E depois, claro, sempre conseguimos encontrar nesta proverbial maneira de dizer coisas absolutamente não proverbiais, o escárnio de um escrevinhador furioso que não tem medo de ninguém - e neste caso, podemos bem dizer que o homem é a sua literatura e vice-versa:

Livro, sou mais livre e tu definhas
como os teus secredos publicados
em linhas tortas.  


“Quando Tudo Era Tanto” é uma espécie de manual de sobrevivência para as gerações vindouras, exactamente da mesma forma que o protocolo diplomático dos Xogun do século XVI, no Japão momentaneamente tolerante para com jesuítas e outros alienígenas, ajudou bastante a burocracia imperial do país no fim dos anos novecentos: ou te adaptas ao sexo oral que cada cliente exige ou vais à guerra.

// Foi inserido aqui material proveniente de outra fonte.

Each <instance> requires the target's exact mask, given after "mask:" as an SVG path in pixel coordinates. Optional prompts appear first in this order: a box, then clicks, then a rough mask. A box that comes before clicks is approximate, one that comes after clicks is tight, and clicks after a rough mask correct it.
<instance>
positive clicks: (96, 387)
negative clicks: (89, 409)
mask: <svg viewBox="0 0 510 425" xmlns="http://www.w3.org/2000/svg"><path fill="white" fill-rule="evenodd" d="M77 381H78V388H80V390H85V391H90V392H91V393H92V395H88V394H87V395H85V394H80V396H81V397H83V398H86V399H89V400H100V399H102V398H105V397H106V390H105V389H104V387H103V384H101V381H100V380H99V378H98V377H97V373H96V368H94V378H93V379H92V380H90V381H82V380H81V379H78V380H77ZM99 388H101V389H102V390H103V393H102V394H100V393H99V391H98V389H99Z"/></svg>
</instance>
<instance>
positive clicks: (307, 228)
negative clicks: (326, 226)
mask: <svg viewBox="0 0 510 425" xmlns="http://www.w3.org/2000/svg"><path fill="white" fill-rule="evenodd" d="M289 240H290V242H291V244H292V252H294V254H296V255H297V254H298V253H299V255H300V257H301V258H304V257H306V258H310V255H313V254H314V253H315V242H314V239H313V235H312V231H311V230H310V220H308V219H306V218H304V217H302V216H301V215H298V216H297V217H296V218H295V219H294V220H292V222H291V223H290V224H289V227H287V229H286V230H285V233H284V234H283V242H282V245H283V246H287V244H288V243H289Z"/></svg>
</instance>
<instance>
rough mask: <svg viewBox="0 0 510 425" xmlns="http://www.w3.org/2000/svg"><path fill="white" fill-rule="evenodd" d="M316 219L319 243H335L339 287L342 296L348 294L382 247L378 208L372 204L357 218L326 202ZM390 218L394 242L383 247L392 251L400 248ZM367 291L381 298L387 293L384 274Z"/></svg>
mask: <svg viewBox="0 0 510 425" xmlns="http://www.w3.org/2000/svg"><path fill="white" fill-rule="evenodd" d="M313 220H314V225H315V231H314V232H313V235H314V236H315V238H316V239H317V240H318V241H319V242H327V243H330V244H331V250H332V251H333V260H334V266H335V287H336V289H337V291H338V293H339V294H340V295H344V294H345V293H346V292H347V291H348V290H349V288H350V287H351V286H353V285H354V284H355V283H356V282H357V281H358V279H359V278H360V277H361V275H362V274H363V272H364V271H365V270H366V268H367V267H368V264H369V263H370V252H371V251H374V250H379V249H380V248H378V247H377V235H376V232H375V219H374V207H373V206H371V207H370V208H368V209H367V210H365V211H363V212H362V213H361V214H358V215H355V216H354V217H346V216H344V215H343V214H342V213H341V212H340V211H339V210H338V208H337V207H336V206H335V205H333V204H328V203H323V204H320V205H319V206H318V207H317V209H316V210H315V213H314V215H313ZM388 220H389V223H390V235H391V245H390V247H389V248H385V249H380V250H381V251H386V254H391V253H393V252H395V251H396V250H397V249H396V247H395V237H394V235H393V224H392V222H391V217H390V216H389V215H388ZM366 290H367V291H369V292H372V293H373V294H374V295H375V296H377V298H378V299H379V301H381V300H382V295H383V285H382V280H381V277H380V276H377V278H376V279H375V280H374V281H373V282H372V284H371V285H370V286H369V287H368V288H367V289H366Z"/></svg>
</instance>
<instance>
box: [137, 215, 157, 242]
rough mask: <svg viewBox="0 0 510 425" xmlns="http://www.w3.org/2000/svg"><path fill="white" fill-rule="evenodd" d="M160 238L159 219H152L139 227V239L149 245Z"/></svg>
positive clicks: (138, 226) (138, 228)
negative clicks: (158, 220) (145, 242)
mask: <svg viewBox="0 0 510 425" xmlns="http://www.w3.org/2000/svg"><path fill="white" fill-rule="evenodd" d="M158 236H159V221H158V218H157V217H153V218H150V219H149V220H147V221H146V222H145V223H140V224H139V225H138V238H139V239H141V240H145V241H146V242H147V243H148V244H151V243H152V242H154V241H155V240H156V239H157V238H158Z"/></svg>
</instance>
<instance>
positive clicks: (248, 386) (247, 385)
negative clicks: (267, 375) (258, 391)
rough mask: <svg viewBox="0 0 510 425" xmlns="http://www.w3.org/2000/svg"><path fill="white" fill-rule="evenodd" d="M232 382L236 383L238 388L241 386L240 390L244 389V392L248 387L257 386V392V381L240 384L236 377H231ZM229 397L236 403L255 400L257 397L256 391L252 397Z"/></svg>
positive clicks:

Nem é preciso dizer que nos versos que aqui encontrarás, gentil leitor, está todo o conflito bélico entre aquilo que o homem quer e aquilo que o homem tem. E se aquilo que o homem tem são uns quantos poemas (não necessariamente os que desejaria, mas os que estão escritos), será talvez melhor que sejam impressos. Será talvez melhor que sejam lidos.

Viste o filme? Corta agora! E manda publicar a fita.